Related Work & Insights¶
- vs SoM / Multi-Res / VCD: All three follow the "one-step focusing" route, either through labeling, multi-resolution cropping, or contrastive decoding. This paper proves they offer near-zero gain in embodied decision-making with distractors due to a lack of global topological understanding.
- vs Brohan et al. (RT/SayCan) High-level Planning: These use VLMs as action sequence planners. SceneDiver does not replace planning but inserts "seeing clearly" before it, acting as a complement.

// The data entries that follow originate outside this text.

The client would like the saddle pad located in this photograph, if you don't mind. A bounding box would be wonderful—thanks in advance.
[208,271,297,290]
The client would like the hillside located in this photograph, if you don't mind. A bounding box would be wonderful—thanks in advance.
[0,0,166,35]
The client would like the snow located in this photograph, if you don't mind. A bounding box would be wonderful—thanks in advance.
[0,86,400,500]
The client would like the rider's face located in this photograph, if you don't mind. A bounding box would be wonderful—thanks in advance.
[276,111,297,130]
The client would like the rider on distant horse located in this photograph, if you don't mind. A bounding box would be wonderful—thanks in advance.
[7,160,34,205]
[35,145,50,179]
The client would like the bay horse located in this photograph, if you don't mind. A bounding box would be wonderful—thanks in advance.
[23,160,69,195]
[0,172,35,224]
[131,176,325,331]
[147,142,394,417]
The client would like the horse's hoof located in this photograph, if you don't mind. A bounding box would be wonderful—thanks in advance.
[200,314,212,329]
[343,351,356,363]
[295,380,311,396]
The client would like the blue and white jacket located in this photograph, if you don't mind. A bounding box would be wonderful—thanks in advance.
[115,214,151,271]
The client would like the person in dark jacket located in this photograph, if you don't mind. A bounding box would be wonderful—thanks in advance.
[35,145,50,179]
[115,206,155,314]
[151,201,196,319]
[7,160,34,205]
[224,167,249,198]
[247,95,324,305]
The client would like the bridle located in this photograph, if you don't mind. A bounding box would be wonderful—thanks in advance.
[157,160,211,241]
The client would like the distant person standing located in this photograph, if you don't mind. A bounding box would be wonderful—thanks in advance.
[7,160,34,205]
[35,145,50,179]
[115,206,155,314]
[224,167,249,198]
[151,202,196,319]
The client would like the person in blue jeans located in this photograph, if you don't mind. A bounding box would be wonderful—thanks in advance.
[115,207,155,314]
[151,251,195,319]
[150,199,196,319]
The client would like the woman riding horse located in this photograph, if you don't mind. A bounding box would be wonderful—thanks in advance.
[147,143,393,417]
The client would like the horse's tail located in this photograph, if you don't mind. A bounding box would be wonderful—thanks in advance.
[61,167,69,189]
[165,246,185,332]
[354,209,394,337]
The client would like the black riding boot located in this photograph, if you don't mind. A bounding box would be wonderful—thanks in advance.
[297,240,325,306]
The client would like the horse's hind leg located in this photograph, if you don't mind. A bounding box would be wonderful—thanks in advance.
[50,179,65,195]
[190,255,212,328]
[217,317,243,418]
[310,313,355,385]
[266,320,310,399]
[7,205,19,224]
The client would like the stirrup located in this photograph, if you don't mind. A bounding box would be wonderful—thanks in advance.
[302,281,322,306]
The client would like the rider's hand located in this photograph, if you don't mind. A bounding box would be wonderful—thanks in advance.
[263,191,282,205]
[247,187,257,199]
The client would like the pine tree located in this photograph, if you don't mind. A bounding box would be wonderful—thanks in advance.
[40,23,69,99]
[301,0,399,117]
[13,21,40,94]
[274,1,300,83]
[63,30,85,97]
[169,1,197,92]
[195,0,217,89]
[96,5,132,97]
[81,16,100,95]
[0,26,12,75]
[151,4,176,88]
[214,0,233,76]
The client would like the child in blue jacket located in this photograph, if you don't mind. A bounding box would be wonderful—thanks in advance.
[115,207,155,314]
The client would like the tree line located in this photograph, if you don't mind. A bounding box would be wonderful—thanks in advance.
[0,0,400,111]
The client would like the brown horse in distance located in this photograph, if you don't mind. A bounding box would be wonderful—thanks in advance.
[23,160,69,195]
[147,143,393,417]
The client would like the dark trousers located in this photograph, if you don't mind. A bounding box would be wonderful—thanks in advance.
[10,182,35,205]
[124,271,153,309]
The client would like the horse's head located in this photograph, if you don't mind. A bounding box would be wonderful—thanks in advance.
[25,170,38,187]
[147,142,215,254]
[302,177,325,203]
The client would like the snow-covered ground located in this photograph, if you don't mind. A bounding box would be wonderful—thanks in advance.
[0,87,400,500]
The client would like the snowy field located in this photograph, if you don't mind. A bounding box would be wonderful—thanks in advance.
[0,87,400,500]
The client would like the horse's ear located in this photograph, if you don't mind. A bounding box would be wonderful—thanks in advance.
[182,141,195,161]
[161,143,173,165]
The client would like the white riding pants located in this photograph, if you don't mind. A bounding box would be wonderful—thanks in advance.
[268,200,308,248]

- vs Nguyen 2025 / Terra et al. 3D Scene Graph Robotics: These use 3D scene graphs as environment representations for long-term memory and reachability reasoning. SceneDiver uses 2D scene graphs for single-frame focus planning, targeting the perception bottleneck rather than environment modeling.
- Insights: The pipeline of "explicit multi-step reasoning → distillation into a lightweight end-to-end module" can be applied to many "VLM slow thinking / VLA fast reaction" scenarios, such as VLN, autonomous driving perception enhancement, and multi-target grasping for domestic robots.
Rating¶
- Novelty: ⭐⭐⭐⭐ The combination of using a scene graph as a rebuttable prior, soft modulation instead of hard cropping, and Slot Attention distillation into VLA is uncommon in embodied decision-making.
- Experimental Thoroughness: ⭐⭐⭐⭐ Covers manipulation, navigation, and LIBERO-Plus robustness; validates both open and closed-source models with noisy scene graph stress tests.
- Writing Quality: ⭐⭐⭐⭐ Clear storyline and consistent notation; could benefit from more failure case visualizations.
- Value: ⭐⭐⭐⭐ Provides a plug-and-play perception preprocessing tool for the "VLM-as-planner, VLA-as-executor" paradigm, particularly beneficial for small open-source models.